For keyed chains, the order of the elements in this list matters! When deserializing the keyed chain back into a GufeTokenizable, this list is iterated through in order, meaning that each object can only reference GufeKeys that come before it in this list.

Below is a diagram of how a nested GufeTokenizable (in this case an AlchemicalNetwork) can be represented as a keyed chain, with the first elements in the keyed chain at the bottom of the graph. Note that this graphical representation is a Directed Acyclic Graph (DAG):

Diagram of a keyed chain representation of an alchemical network.

Serialization Methods

All GufeTokenizables can be serialized as either JSON (to_json()) or MessagePack (to_msgpack()).
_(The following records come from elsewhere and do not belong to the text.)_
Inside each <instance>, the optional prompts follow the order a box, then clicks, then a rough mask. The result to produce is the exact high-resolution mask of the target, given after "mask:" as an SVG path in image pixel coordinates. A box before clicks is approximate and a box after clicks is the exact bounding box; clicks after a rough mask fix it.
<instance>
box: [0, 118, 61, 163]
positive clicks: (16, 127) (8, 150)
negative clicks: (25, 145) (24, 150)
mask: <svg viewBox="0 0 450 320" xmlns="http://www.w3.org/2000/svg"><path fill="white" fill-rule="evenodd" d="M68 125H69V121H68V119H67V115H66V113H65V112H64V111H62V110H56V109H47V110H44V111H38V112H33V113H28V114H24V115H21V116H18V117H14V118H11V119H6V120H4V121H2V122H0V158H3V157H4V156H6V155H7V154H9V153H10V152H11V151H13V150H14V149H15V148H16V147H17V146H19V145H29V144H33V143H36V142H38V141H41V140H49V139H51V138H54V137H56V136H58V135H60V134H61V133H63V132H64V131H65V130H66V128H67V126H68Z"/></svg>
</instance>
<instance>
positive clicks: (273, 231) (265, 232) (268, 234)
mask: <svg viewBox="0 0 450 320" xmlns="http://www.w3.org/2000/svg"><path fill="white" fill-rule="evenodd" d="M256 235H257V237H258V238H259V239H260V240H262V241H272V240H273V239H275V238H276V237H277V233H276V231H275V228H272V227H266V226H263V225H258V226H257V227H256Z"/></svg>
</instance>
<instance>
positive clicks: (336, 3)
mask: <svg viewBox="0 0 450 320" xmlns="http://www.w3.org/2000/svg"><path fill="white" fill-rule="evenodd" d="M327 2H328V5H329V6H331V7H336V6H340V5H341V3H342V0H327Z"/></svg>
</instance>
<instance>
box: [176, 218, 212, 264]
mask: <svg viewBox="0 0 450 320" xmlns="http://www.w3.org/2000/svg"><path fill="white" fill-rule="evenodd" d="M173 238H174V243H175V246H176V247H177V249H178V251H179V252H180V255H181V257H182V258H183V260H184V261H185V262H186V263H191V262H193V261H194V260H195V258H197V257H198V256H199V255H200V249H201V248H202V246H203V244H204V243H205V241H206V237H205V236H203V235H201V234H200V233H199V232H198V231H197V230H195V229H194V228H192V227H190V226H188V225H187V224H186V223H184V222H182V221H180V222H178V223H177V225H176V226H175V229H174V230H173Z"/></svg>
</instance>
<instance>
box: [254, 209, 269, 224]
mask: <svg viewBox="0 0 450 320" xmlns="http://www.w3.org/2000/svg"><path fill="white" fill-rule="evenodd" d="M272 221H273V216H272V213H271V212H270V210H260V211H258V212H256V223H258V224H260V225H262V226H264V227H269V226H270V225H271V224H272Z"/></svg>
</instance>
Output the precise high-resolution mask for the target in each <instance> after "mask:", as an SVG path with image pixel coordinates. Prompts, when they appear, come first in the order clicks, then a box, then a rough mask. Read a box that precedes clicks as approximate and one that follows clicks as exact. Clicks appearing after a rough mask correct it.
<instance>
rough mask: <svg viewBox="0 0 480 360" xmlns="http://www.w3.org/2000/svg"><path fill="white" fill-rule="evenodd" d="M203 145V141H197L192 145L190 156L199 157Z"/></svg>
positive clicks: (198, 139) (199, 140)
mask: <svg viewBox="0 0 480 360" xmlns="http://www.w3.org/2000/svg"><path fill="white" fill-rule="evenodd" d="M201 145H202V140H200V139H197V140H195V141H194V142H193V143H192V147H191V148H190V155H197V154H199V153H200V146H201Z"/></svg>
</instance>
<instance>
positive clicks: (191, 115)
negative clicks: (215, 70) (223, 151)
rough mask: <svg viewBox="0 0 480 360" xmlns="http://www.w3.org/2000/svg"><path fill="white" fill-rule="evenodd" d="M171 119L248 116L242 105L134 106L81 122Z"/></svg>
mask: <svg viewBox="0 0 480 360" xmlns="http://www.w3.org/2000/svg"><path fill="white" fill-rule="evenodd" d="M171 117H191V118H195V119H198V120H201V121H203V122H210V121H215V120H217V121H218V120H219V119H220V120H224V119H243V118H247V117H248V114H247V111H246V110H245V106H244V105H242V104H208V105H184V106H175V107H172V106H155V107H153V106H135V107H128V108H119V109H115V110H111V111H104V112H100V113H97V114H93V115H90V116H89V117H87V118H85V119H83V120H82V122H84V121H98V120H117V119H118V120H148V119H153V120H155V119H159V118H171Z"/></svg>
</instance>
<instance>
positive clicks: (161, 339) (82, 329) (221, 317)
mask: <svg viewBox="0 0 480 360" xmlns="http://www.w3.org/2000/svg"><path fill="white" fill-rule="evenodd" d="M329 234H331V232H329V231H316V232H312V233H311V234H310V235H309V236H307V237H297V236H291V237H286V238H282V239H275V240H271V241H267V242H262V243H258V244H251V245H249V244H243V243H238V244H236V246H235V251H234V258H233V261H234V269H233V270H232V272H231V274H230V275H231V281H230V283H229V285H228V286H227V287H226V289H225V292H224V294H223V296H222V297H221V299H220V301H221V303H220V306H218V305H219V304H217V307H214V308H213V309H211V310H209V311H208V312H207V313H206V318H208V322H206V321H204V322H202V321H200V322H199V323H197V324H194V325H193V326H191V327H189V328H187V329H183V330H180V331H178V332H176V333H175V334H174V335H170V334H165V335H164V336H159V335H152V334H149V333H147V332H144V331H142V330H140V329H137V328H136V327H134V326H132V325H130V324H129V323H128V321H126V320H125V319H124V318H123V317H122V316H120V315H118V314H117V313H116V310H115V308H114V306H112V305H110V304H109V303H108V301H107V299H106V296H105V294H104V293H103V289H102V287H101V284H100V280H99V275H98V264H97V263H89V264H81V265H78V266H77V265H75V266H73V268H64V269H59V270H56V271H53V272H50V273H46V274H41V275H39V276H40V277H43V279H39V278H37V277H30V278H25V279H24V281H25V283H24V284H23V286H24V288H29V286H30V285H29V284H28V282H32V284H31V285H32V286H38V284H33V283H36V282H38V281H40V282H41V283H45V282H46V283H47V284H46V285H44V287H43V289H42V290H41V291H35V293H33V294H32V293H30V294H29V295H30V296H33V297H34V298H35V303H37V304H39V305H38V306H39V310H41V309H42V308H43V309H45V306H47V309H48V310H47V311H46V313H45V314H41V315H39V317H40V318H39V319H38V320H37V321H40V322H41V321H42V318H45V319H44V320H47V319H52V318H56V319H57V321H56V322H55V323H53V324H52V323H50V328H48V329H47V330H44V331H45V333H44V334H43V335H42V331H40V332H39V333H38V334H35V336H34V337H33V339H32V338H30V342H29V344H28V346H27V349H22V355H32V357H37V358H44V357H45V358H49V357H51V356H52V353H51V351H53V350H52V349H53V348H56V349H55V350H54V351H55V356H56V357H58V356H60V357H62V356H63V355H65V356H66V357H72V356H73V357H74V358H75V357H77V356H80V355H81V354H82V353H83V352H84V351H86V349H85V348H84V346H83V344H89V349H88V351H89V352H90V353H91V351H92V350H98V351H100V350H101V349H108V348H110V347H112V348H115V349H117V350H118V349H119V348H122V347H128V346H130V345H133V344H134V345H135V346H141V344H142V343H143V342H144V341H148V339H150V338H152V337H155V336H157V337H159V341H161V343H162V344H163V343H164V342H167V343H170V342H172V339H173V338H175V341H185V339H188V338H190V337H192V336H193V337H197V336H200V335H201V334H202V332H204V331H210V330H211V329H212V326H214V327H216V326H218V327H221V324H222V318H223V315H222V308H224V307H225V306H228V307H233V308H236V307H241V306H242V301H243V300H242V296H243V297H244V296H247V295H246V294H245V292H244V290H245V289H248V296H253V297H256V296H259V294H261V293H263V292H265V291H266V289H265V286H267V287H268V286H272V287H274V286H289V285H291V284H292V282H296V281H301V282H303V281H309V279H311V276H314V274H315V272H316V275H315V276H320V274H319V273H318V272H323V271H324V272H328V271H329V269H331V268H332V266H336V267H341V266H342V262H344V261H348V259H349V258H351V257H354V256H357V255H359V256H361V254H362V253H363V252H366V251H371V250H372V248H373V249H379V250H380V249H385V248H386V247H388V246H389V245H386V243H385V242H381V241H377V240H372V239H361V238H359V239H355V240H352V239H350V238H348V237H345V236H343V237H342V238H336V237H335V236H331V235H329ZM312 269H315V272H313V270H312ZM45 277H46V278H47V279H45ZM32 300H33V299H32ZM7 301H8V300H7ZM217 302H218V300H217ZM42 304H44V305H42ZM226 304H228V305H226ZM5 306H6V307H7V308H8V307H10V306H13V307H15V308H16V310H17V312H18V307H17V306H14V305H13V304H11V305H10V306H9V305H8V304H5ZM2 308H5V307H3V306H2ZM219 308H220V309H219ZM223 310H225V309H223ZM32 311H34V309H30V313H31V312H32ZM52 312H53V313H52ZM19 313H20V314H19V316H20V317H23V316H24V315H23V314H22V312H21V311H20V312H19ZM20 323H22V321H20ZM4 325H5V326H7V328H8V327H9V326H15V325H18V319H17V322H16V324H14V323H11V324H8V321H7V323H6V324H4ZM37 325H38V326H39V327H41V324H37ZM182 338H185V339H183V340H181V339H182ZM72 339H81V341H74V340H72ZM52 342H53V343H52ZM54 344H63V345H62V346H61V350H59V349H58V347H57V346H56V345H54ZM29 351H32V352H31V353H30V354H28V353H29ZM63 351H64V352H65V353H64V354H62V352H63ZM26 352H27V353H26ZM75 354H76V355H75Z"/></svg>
JSON is preferable for human-readability, archival, and interoperability with other tools that do not use gufe. MessagePack is a more efficient format and ideal for passing information between processes, but it is not human-readable and requires gufe for extracting any data.

See Serialization constraints and methods in gufe for the data types supported by the serialization methods in gufe.

Note

See Serializing gufe objects for details on how to implement serialization of your own GufeTokenizables.